Use this pattern to rotate MX targets, change TXT values, or refresh TLSA hashes.

Delete records

virak-cli dns record delete \
  --domain "example.com" \
  --record "@" \
  --type A \
  --content-id 01HF...

The CLI validates the ULID before hitting the API, preventing accidental deletions.

Events and Auditing

virak-cli dns events

Events capture domain additions, record mutations, and propagation actions.
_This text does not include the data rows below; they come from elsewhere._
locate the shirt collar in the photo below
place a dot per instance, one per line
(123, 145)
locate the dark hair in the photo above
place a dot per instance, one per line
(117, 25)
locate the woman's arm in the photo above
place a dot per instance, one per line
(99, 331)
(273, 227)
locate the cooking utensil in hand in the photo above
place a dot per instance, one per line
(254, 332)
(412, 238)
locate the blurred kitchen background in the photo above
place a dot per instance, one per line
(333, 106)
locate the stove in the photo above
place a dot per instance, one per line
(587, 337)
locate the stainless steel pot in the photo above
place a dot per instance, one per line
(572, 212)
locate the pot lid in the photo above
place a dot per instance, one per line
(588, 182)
They are the CLI equivalent of the history tab in the Virak panel.

Recipes

Basic web + mail setup

virak-cli dns record create --domain example.com --record "@" --type A --content "203.0.113.10"
virak-cli dns record create --domain example.com --record "www" --type CNAME --content "example.com"
virak-cli dns record create --domain example.com --record "@" --type MX --content "mail.example.com" --priority 10
virak-cli dns record create --domain example.com --record "@" --type TXT --content "\"v=spf1 include:_spf.google.com ~all\""

Delegating subdomains

virak-cli dns record create --domain example.com --record "api" --type A --content "203.0.113.50"
virak-cli dns record create --domain example.com --record "blog" --type CNAME --content "hosted.example.net"

TLS hardening

virak-cli dns record create --domain example.com --record "@" --type CAA --flags 0 --tag issue --content "letsencrypt.org"
virak-cli dns record create --domain example.com --record "_443._tcp" --type TLSA --license 3 --choicer 1 --match 1 --content "<sha256>"

Best Practices

  • Follow the record-type reference from /virak-cloud/docs to choose the correct resource for each use case (A/AAAA for direct IPs, CNAME for aliases, SRV for SIP/VoIP, PTR for reverse mapping, TLSA for DANE).
  • Use high TTLs (86400) for NS records, medium TTLs (3600) for stable services, and low TTLs (300) when planning migrations.
  • Pair DNS changes with virak-cli dns events to verify that automation executed as expected.
  • Store critical domain metadata (nameservers, registrar reference, contact emails) in the same repository alongside these CLI commands to keep a single source of truth.

Troubleshooting

  • Domain is pending: update your registrar to use the Virak Cloud nameservers and wait for propagation.
  • Record already exists: list records to find the contentId, then update instead of creating duplicates.
  • Email deliverability issues: ensure SPF, DKIM, and reverse PTR records match, leveraging the TXT and PTR examples above.
  • TLS handshake failures: refresh TLSA hashes immediately after reissuing certificates.

For full REST API details, see the DNS section of the Virak Cloud public API documentation (/api/external/domains and /api/external/domains/{id}/records). The CLI commands described here are thin wrappers around those endpoints.